Kenya is a sugar deficit country to the tune of some 300,000-odd tonnes per annum, making it a country very attractive for investment in sugar cane production, milling and refining. The country is currently in the middle of the natural progression from state owned and run sugar production facilities, through the current stage where mills that have not invested in sugar cane development are reaping where they have not sown.

The greatest beneficiaries will be those organizations who can stick around for the final stage to develop new sugar cane growing contracts with farmers and undertake sugar production as the serious business it is - but this is the future, back to the current reality.

But for now, the deficit remains. During June, July and August 2017, any organization with US$1,000 to spare can register as a sugar importer.
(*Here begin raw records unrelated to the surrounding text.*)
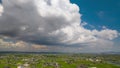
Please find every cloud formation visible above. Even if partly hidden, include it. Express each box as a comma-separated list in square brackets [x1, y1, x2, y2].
[0, 0, 118, 52]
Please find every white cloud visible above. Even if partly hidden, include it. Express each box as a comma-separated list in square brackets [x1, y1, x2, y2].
[0, 0, 118, 51]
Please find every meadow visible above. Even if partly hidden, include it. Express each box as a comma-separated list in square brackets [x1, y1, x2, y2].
[0, 54, 120, 68]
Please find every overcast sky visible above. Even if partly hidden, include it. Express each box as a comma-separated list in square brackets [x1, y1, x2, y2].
[0, 0, 120, 52]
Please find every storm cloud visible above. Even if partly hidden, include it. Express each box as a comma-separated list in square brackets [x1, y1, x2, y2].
[0, 0, 118, 46]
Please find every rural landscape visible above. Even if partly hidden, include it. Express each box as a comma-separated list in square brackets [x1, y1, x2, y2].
[0, 53, 120, 68]
[0, 0, 120, 68]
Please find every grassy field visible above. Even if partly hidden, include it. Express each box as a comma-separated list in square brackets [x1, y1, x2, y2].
[0, 54, 120, 68]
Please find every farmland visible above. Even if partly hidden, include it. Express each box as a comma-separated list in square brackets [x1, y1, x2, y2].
[0, 53, 120, 68]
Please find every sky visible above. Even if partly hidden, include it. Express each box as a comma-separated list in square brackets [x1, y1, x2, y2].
[0, 0, 120, 53]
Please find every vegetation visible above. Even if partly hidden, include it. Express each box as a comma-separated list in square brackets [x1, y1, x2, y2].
[0, 54, 120, 68]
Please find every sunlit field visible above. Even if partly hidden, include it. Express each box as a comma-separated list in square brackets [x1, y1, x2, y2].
[0, 54, 120, 68]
There is no limit to what can be imported but the quality is restricted to brown sugar fit for direct human consumption.  The Government of Kenya has determined that this free movement is the short-term solution to the current situation, an untenable one because it is an election year. The Government just cannot have sugar retailing in major supermarkets at upwards of US$1.50 per kg—and even worse—more often than not, even when you are willing to pay this steep price, the sweetener is not available to buy.

The second week of June saw a somber meeting between major importers and active sugar millers at the Farm Minister’s boardroom.  The meeting had only two agenda items. First was to determine that not any of the invited parties was hoarding sugar, confirming every one’s fear that this is not an artificial shortage. Because this is a genuine shortage, no one would therefore be aggrieved if duty-free COMESA imports were permitted. After all, the sensitive Kenyan sugar industry requires protection through tariff and non-tariff barriers to its trade.

Second, a formula was agreed that would ensure that after the hustle and bustle of importing, clearing, forwarding and transportation, the retail price settled at a fair value for both retailers and consumers. All agreed that time is of the essence; elections were less than 60 days away.

As a result, import permits in excess of 180,000 tonnes of sugar equivalent were issued as of June 17. What remains to be seen is if all this sugar will be imported within the three-month window, and if they will result in retail sugar prices falling to the Government’s target of US$0.54 per kg.


Jane Thirikali is the Supply Chain Director at JaNe Kenya, Ltd.